Souvent
mes amis, surtout à Val-Paradis, me demandent : Denis, pis, la pêche aux
Territoires du Nord-Ouest, c’est comment?
Faut
être honnête, c’est pas le poisson qui manque ici, il y en a presque autant
qu’à l’Aquarium de Québec. Le vendredi de la Thanksgiving à Yellowknife à
l’entrée de l’autoroute 4, il y a un traffic monstrueux de corégones, de
harengs, d’Inconnus, de perchaudes et de truites arc-en-ciel qui partent en
vacances. On se croirait dans une boîte de sardines. En fait, les lacs des TNO,
selon la région, sont composés de 40 à 74% d’urine de poisson.
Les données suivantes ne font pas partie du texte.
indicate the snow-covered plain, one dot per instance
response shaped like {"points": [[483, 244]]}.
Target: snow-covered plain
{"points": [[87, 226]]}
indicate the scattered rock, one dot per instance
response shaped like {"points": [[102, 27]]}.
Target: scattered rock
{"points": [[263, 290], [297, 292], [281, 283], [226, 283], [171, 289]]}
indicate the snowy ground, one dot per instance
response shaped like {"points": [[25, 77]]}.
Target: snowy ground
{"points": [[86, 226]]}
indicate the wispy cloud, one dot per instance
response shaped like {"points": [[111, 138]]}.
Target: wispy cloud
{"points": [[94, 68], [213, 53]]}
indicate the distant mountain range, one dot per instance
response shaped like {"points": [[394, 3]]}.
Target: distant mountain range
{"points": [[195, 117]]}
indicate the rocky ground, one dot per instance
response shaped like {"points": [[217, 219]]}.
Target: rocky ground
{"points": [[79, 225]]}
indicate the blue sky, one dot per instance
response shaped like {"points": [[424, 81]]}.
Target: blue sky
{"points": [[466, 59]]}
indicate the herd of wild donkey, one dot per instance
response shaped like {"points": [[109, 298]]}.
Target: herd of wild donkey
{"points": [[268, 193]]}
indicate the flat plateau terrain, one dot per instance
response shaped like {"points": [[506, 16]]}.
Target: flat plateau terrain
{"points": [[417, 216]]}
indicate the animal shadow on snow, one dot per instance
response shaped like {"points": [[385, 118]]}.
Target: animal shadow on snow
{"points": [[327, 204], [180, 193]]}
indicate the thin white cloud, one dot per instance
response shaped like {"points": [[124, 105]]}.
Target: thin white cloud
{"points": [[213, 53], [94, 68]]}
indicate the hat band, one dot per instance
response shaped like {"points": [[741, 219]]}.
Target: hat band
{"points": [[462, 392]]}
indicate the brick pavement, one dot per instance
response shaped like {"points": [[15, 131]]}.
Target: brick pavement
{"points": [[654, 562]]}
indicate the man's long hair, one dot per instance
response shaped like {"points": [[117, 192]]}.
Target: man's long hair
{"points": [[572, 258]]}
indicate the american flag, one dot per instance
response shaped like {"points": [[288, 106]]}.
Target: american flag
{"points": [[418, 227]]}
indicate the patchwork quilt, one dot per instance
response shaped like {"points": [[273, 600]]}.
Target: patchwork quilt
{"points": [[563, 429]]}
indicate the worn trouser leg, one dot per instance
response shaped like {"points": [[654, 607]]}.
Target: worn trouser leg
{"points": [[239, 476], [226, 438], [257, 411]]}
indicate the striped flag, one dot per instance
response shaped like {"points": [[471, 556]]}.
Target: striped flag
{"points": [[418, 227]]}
Devant le bureau de poste, t’as toujours
trois ou quatre touladis qui jouent au parchesi. Souvent, chez le barbier, y a
des barbottes qui papotent en attendant de se faire faire le tour des oreilles.
Mon psychanalyste est un brochet. Bref, il y a beaucoup de poissons ici et ils
sont généralement bien acceptés par la population locale. Mais je trouve quand
même exagérés qu’ils aient droit aux places assises dans les autobus, sans
parler de diverses déductions fiscales un peu tirées par les cheveux.
Alors
la pêche, ça va très bien, et on peut pêcher pas mal n’importe où. Dans la file
d’attente à l’urgence de l’hôpital, y a toujours un ou deux gars avec une scie
mécanique enfoncée dans le thorax qui taquinent la morue. Le bureau de poste,
vers l’heure des Simpson, est également un lieu propice. J’ai même attrapé un
brochet durant une séance de psychanalyse. Les pêcheurs les plus courageux
prennent un bateau et vont pêcher sur le lac, mais ce n’est vraiment pas
nécessaire. En fait, la pêche est tellement facile que les hameçons et les
appâts sont interdits, sinon ça ne serait plus du jeu. Faut quand même aimer la
narine, pour pêcher aux TNO, parce que les poissons d’ici ont des gros nez.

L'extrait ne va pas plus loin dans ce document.